Role of Gà C-terminal helix for binding affinity to muscarinic receptors

V. Jelinek, M. Bünemann. Institute of Pharmacology and Clinical Pharmacy, Philipps-Universität Marburg, Marburg, Germany.

Introduction: GPCRs typically couple to a certain G protein family. Our aim was to get a better insight into the general mechanism of how receptors choose their cognate G protein. Today’s crystal structures give new evidence that the C-terminus of the G protein is mainly involved in GPCR - G protein coupling (1,2) which might therefore be responsible for the G protein subtype selectivity.

Methods: The M₂ and the M₃ muscarinic receptor were used as a model system to investigate this binding site because they are closely related to each other but still bind to two different G protein classes. For the counterpart, chimeric Gqo and Goq subunits were created, in which the last few amino acids of the C-terminal helix were exchanged with the respective ones of the other G protein class. The relative binding affinities to the receptor were compared with the native Gq and Go subunits by using a HEK293T cell-based assay, based on Fluorescence Resonance Energy Transfer (FRET) similar to (3). We suggested that the stability of the ternary complex (reflected by the off kinetics after stimulation with Acetylcholine) is associated with the binding affinity to the receptor under GTP free conditions. Therefore, the cells were permeabilized to wash out the nucleotides.

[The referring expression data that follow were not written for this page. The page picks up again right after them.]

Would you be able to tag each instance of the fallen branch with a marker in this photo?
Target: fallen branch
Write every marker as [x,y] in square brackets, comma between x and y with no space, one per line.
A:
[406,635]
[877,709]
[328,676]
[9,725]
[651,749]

Results: We found out that the dissociation kinetics of the chimeric subunits coupling to M₃ receptors were similar to the native subunits (k_off Gqo 0.0023 ± 0.0015 s^-1, Gq 0.0029 ± 0.0007 s^-1 and k_off Goq 0.056 ± 0.005 s^-1, Go 0.046 ± 0.002 s^-1, unpaired t-tests, n ≥ 4). In contrast, only the native Go but not Gqo, Goq and Gq were able to bind to M₂ receptors (n ≥ 6).

Conclusion: The C-terminal helix of the G protein seems not to be the crucial part in generating the high-affinity binding to the M₃ receptor. As the C-terminus is still relevant for some receptors (e.g. M₂) we propose that different structures of the G protein contribute together to the overall binding affinity, which varies among different GPCRs.

References:

(1) Rasmussen SG et al. (2011). Nature 477: 549–55.

(2) Liang Y-L et al. (2017). Nature 546: 118-123.

(3) Lohse MJ et al. (2007). Adv. Protein Chem. 74: 167-188.